Por outro lado, a formação básica de Wells sobre ciências e seus hábitos de leitor o levam a recorrer a diferentes áreas para construir sua narrativa. Primeiro a Astronomia, que na época em que o livro foi escrito estava cheia de teorias de todo tipo sobre Marte e a possibilidade de vida por lá. O espírito dessa época gerou especulações marcianas em autores como Camille Flammarion, e a descoberta dos supostos canais por Schiaparelli continuava alimentando especulações que os telescópios da época eram incapazes de confirmar ou desmentir.

Em segundo lugar, a biologia. No parágrafo de abertura do livro, numa imagem que lembra os poemas de Augusto dos Anjos (1884-1914), o narrador compara a humanidade às “efêmeras criaturas que fervilham e se multiplicam numa gota d’água”. A imagem reflete o grande momento vivido pela bacteriologia naqueles anos, mas é também uma maneira hábil de o autor plantar ali a semente do seu desfecho.
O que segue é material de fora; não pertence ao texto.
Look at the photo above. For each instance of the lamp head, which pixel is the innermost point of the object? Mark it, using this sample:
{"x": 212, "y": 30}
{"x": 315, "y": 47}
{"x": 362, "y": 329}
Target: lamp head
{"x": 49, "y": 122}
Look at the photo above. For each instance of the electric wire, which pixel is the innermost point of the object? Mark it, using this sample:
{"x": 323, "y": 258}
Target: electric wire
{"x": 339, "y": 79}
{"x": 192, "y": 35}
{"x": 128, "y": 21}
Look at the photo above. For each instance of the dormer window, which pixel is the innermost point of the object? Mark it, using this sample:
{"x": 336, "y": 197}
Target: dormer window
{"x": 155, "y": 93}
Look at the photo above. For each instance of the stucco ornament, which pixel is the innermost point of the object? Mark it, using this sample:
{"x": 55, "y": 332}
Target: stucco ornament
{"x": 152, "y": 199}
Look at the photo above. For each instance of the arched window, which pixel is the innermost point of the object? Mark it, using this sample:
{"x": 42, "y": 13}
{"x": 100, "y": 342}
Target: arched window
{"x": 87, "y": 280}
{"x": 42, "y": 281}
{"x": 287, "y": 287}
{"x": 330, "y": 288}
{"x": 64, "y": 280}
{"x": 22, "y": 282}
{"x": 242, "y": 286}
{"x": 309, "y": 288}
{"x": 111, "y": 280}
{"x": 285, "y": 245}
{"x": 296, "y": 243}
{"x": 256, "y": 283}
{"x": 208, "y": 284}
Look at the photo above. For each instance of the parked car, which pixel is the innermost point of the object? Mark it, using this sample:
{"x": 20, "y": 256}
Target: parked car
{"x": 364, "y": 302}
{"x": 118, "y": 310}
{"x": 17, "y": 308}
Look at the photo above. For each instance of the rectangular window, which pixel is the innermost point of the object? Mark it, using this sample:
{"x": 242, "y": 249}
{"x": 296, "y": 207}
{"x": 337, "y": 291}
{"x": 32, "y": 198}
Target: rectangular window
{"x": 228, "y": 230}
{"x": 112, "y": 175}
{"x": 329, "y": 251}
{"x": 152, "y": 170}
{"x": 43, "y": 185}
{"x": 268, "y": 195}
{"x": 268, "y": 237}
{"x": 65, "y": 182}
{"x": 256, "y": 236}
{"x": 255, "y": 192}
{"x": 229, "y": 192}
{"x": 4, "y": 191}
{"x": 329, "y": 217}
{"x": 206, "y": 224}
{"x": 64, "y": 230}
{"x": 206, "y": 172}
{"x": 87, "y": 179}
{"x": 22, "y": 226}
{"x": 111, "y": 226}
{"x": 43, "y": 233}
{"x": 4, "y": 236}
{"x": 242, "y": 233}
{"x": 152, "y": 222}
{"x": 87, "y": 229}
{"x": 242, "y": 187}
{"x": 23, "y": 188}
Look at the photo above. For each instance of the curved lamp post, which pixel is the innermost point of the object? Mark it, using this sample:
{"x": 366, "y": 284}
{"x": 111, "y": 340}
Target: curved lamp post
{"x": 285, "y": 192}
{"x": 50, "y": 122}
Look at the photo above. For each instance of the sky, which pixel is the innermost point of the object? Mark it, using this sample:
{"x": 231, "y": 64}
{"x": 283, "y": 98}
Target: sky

Uma terceira base científica é a Teoria Evolucionista. Nunca é demais reforçar a lembrança unânime de que ele foi aluno de Thomas H. Huxley, um evolucionista notável da época. No capítulo destinado à análise física dos marcianos, o narrador de Wells afirma: Muitas verdades são escritas como brincadeira, e no caso dos marcianos não restam dúvidas de que a inteligência superou o lado animal do organismo. Para mim é perfeitamente plausível que os marcianos tenham descendido de seres parecidos com os humanos, pelo gradual desenvolvimento do cérebro e das mãos (que teriam sido a origem dos dois grupos de tentáculos delicados) à custa do restante do corpo. Sem o corpo, o cérebro tornar-se-ia uma simples inteligência egoísta, sem nada do substrato emocional do ser humano.

Essa opinião, expressa no terço final do romance, joga uma luz inesperada na reação que até então predominava em nós: o horror diante do Outro, do Alienígena, de uma coisa em si que jamais compreenderemos e mal conseguiremos entender por que são hostis.

“Mas são nossos primos”, parece sugerir Wells, com a mesma piscadela com que os evolucionistas da época se referiam aos antropoides. Assim como piscava o outro olho em A máquina do tempo e dizia, apontando para os monstruosos Morlocks: “São nossos bisnetos”. O Outro somos nós mesmos, ou então são algo em que podemos nos tornar, pois o nosso aspecto como espécie não é algo definitivo. Os marcianos podem se alimentar de nós. Nosso sangue não lhes provoca rejeição. O corolário dessa ideia é a impressão de que sejam, como nós, vulneráveis a certas ameaças terrestres.

Como poderia repetir o personagem de Pogo (de Walt Kelly): “Saquei quem é o inimigo. É a gente”. Os marcianos somos nós, amanhã, quando a atmosfera do nosso planeta finalmente estiver irrespirável, quando tivermos esgotado todos os lençóis de água potável, quando o desequilíbrio entre as espécies animais e vegetais tiver precipitado sua extinção. Será a nossa vez de olhar em torno à procura de um ecossistema habitável. Certamente vamos fazê-lo um dia com os mesmos “intelectos vastos, frios e insensíveis” que Wells nos apresenta na página inicial do romance. E que de certo modo são os mesmos astrônomos marcianos que ele imagina no conto “A estrela” (1897), que observam cataclismos devastando a Terra e no fim consideram que os danos observados foram mínimos.

Os marcianos deste romance também são de algum modo precursores dos Deuses Antigos de Lovecraft, aquelas entidades extraterrestres para quem a humanidade conta tão pouco quanto os ácaros contam para nós. Mesmo assim, numa guerra tecnológica desigual, os humanos ainda conseguem produzir pequenos estragos nas supermáquinas marcianas e matar pelo menos um deles. Seria uma batalha como a das formigas contra os seres humanos.